In the rapidly evolving landscape of scientific research and technology, the field of image analysis and processing has become indispensable, providing unprecedented insight into complex phenomena. This project aims to utilize image processing techniques, using the R programming language, to analyze and characterize bead microparticles. Microparticles find extensive utility in various scientific domains, including medical diagnostics, environmental monitoring, and materials science.

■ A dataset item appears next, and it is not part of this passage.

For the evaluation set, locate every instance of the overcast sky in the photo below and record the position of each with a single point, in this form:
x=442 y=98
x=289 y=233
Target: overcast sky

The rise of high-resolution imaging technologies has led to an exponential increase in the volume and complexity of image data, requiring sophisticated computational methods for efficient analysis. In this context, R is a standout programming language that excels in statistical computing and graphics. Leveraging the rich ecosystem of R packages, this project aims to develop an automated image analysis pipeline for bead microparticles.
The primary objectives of this project include: - Image Preprocessing: Implementing techniques to fill and reconnect discontinuous lines and edges. Discard coagulated duplets, multiplets, and beads that are too close together as they may excite each other and produce a false positive signal. - Segmentation and Feature Extraction: Applying algorithms to accurately identify and segment sperical objects (e.g, microparticles). Extracting relevant features such as quantity, size, and intensity for comprehensive characterization. - Visualization: Implementing interactive tools with Tcl/Tk via the tcltk package for the selection of thresholds and smoothing factors. Generating images to control the appropriate functioning of algorithms, for example the reconnection of lines. - Automatization: Combining algorithms for medium-throughput analysis of image data.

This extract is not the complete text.